Sarebbe ingenuo presentare solo i benefici. I rischi sono reali e documentati:

  1. Dipendenza tecnologica: l’eccessivo affidamento sull’AI può indebolire le capacità autonome
  2. Privacy e sicurezza dei dati: dato l’accesso di ChatGPT a grandi quantità di dati, esiste il rischio che questi dati possano essere compromessi
  3. Bias algoritmici: gli educatori devono essere consapevoli del potenziale di bias che può verificarsi se le informazioni sono distorte per supportare un punto di vista rispetto a un altro
  4. Disuguaglianza nell’accesso: alcuni studenti con maggiore accesso alla tecnologia potrebbero avere un vantaggio ingiusto nell’uso di ChatGPT rispetto a quelli che non ce l’hanno
  5. Erosione delle competenze base: il rischio di perdere abilità fondamentali se l’AI viene usata come scorciatoia

Questi rischi non devono spaventare, ma responsabilizzare. Ed è esattamente per questo che serve una formazione specifica e qualificata.

Il ruolo della formazione professionale: perché rivolgersi a esperti

La nostra esperienza nella formazione nelle scuole ci ha insegnato che serve:

  1. Un approccio pratico e interattivo: non basta spiegare teoricamente cos’è l’AI, bisogna far sperimentare usi corretti e scorretti.
    Trovare gli errori nelle ricerche fatte con la sola A.I. è illuminante.
  2. Esempi reali e contestualizzati: ogni materia, ogni età, ogni obiettivo didattico richiede strategie diverse.
    Portiamo sempre esempi semplici e chiari.
  3. Riflessione metacognitiva: insegnare a riflettere sul proprio processo di apprendimento con e senza A.I. Questa è la vera base del corso: imparare a studiare gli strumenti che ci cambiano sotto mano tutti i giorni.
  4. Competenze di fact-checking: come verificare le informazioni, riconoscere fonti affidabili, sviluppare spirito critico

E ora stiamo estendendo questa formazione anche agli insegnanti, perché è fondamentale che siano loro i primi a padroneggiare questi strumenti.

Aticolo: la differenza tra Google e ChatGPT

L’approccio vincente: complementarità, non sostituzione

Il World Economic Forum ha riportato che il 71% degli insegnanti e il 65% degli studenti vedono gli assistenti AI come essenziali per l’apprendimento e la preparazione alla forza lavoro.
Ma c’è una condizione: l’AI deve aumentare il ruolo dell’educatore, non sostituirlo.
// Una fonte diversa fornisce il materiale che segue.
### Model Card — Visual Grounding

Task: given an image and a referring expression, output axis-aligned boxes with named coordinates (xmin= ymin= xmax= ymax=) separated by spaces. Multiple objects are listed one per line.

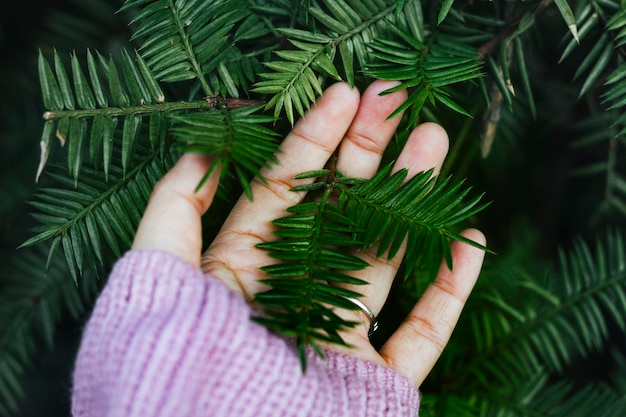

La formazione e la guida devono spiegare esplicitamente come usare l’AI per complementare, non sostituire, l’apprendimento. Questo è il cuore del nostro metodo formativo.

Cosa possono fare genitori e insegnanti: azioni concrete

Per i genitori:

  1. Dialogo aperto: chiedere ai figli come usano l’AI, senza giudicare ma guidando
  2. Formazione personale: provare voi stessi ChatGPT per capire potenzialità e limiti
  3. Regole chiare: stabilire insieme quando l’AI è uno strumento lecito e quando no
  4. Affidarsi a professionisti: investire in formazione specifica per i propri figli

Per gli insegnanti:

  1. Aggiornamento continuo: il 98% degli insegnanti ritiene che gli studenti necessitino di un certo grado di educazione sull’uso etico dell’AI
  2. Politiche chiare: definire regole trasparenti sull’uso dell’AI in classe
  3. Esercitazioni pratiche: mostrare ai ragazzi sia usi corretti che errori comuni
  4. Collaborazione: lavorare con esperti di formazione digitale

Conclusione: l’AI è il presente, la formazione è la chiave

L’intelligenza artificiale non è né nemica né miracolo. È uno strumento potentissimo che, come tutti gli strumenti, può costruire o distruggere a seconda di come viene usato.

La differenza la fa la formazione. Una formazione seria, professionale, basata sull’esperienza diretta con studenti reali e sulla conoscenza approfondita sia delle tecnologie che delle dinamiche di apprendimento.

La vera sfida non è tecnologica, è pedagogica ed etica. Ed è una sfida che richiede competenza, esperienza e una guida qualificata.

L’AI nell’educazione è destinata a diventare sempre più presente.

La risposta ai nostri dubbi è nelle scelte che facciamo oggi: quella più importante è investire nella formazione, quella vera, quella che non improvvisa, ma si basa su competenza ed esperienza.